Presentando l’iniziativa, viene spiegato che la regione di Afar rappresenta «uno dei contesti più complessi del Corno d’Africa»: sotto il segno di un mix fra «crisi climatiche, insicurezza alimentare e instabilità socio‑economica». In queste condizioni – viene ribadito – la capacità di portare servizi sanitari direttamente sul territorio diventa «un fattore determinante per la continuità delle cure e la tutela della salute pubblica». Basti dire che i dati di Msf  indicano che i tassi di malnutrizione acuta tra i bambini sotto i cinque anni sono a «livelli critici (26%)» e l’accesso alle strutture sanitarie rimane «fortemente limitato».

La collaborazione tra Brt e Msf nasce anche da una consapevolezza: «L’efficacia di un intervento umanitario dipende anche dalla solidità delle infrastrutture logistiche che lo rendono possibile», viene sottolineato e il supporto di Brt serve a garantire «operatività, tempestività e continuità agli interventi sanitari nelle aree più difficili da raggiungere».

Eleonora Sales, manager di Brt settore comuncazione

Queste le parole di Eleonora Sales, manager di Brt: «Operare ogni giorno al centro dei flussi logistici ci insegna che la distanza non è solo una variabile geografica, ma una condizione che può determinare inclusione o esclusione». Aggiungendo poi: «Il sostegno alle cliniche mobili di Medici Senza Frontiere riflette una visione comune della logistica come infrastruttura essenziale, capace di collegare risorse e bisogni e di rendere concreto l’accesso alle cure in contesti dove questo diritto non può essere dato per scontato».

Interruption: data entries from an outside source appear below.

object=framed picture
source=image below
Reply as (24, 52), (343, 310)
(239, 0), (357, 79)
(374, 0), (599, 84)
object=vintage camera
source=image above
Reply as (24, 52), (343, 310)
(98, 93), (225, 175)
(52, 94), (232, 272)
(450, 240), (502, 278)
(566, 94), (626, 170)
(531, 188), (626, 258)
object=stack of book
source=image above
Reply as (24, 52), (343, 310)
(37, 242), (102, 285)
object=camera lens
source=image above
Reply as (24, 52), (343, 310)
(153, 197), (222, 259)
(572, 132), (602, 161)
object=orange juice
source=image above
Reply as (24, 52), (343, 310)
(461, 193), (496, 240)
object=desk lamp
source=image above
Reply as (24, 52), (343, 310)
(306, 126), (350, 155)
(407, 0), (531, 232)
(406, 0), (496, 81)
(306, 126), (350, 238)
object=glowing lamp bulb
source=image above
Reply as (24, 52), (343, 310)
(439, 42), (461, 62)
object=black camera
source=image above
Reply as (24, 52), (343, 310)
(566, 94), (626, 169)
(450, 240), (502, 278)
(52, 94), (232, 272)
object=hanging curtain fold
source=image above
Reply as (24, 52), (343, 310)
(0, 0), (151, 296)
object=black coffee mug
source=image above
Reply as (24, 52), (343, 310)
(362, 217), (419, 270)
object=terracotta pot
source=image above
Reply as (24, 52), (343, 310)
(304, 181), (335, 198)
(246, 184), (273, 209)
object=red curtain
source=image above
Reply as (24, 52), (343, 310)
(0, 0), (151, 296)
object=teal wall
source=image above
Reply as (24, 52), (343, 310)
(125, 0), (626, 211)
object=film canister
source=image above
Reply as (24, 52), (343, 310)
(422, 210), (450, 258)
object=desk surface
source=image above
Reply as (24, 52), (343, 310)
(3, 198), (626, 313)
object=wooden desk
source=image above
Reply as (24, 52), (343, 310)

Così il commento di Laura Perrotta, direttrice del settore fundraising di Medici Senza Frontiere Italia: «Le cliniche mobili sono uno strumento essenziale per raggiungere popolazioni che vivono al di fuori dei sistemi sanitari tradizionali. Collaborazioni come quella con Brt contribuiscono a garantire continuità operativa e a rendere sostenibili, nel tempo, interventi sanitari in contesti estremamente complessi».